JavaScript in practice

Now that we've seen a hands-on example of how JavaScript can be used with Python, let's discuss its uses across the frontend spectrum. Spoiler alert: we'll be using JavaScript on the server side, starting in the next chapter. We encountered some cryptic commands in our Ajax example, so while it may be easy to overlook the use of and need for JavaScript, we see it's a real language with real applications.

Part of the beauty of JavaScript is its nearly universal adoption in browsers. Over time, JavaScript syntax and features have slowly evolved, but support for the different features, which were at one time wildly different between browsers, is now standardizing. Some differences still remain, however, but there are useful tools on the web that are kept up to date on the various features that browsers may or may not support. One of these sites is, and this is illustrated in the following screenshot:

Figure 1.6: Screenshot of showing the selection for scroll methods on elements

The various methods and properties of JavaScript are broken out in this site by various popular browsers in a matrix to show which are (and which are not) supported by each browser. In general, however, you won't need to worry too much about whether or not your code will run on a given browser unless you're using cutting-edge features.

Now, we've shown an example of JavaScript interacting with Python as our backend using Flask, but we can use practically any backend system, as long as it's prepared to accept inbound HTTP traffic. Python, PHP, Ruby, Java—the possibilities are all there, as long as the backend expects to be working with a frontend.

A note about libraries such as jQuery: we won't be using jQuery in this book. While useful for shortcuts and simplification of some methods, one of its major draws (at least for many developers such as myself) was its under-the-hood standardization of JavaScript between browsers. Remember that Ajax fetch call we made?
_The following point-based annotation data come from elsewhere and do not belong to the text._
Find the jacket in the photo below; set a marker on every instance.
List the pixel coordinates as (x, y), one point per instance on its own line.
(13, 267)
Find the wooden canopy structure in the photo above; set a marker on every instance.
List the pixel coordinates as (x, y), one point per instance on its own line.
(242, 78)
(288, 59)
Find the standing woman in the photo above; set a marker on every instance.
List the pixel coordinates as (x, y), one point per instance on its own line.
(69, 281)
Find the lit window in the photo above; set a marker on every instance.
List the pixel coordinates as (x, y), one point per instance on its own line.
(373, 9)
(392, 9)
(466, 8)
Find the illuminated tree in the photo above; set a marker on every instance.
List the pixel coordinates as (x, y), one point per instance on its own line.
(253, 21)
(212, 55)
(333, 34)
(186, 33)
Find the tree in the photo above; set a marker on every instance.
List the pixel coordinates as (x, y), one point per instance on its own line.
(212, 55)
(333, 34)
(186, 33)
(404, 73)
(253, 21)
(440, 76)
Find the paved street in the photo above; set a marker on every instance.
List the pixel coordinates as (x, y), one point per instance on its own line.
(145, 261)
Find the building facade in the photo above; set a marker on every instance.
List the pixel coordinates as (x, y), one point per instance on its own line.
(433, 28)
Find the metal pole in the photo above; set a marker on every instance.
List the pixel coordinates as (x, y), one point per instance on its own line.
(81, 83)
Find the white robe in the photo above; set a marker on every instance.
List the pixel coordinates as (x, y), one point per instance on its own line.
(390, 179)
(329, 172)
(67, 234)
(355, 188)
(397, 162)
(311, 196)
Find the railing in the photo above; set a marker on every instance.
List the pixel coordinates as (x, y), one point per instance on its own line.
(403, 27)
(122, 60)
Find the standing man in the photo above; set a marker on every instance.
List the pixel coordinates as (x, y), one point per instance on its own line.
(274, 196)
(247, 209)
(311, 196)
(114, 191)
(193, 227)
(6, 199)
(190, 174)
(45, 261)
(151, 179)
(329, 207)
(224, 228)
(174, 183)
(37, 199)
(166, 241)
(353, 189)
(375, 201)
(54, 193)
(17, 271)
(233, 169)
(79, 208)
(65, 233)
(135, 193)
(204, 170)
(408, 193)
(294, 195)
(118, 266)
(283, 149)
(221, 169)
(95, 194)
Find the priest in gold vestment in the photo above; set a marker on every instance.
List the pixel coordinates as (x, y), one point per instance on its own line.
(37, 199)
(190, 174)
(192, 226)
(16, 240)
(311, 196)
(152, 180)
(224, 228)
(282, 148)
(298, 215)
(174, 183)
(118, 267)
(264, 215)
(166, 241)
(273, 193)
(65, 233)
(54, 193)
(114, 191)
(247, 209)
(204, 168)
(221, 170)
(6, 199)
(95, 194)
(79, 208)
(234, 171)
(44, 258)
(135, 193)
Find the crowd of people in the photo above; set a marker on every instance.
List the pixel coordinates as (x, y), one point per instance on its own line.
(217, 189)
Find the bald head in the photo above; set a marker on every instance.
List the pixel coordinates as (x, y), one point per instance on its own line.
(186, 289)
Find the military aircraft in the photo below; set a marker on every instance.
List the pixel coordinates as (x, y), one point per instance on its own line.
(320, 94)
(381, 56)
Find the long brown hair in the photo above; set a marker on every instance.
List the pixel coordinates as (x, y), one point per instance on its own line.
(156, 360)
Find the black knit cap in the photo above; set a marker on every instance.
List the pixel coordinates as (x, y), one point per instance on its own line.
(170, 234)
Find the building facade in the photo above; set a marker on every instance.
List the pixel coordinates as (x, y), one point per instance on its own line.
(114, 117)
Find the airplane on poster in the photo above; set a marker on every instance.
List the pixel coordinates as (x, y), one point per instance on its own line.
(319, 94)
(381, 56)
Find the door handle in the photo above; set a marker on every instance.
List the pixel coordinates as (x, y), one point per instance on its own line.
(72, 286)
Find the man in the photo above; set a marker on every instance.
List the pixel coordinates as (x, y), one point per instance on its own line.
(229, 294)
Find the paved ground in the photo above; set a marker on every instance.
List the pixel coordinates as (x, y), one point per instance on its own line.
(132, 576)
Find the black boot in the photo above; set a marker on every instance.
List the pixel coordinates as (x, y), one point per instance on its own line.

It used to be the case that an Ajax call had to be written in two different ways, one for each main type of JavaScript interpreter. However, browser standardization has eased most of the cross-browser nightmares. jQuery still provides many tools that are useful, especially for the user interface (UI), such as plugins that make it unnecessary to write components from scratch. Whether or not you use jQuery or similar libraries is up to you or will be dictated by the project's needs. Libraries such as React, which we will be discussing, are designed to fill a very different need than libraries such as jQuery.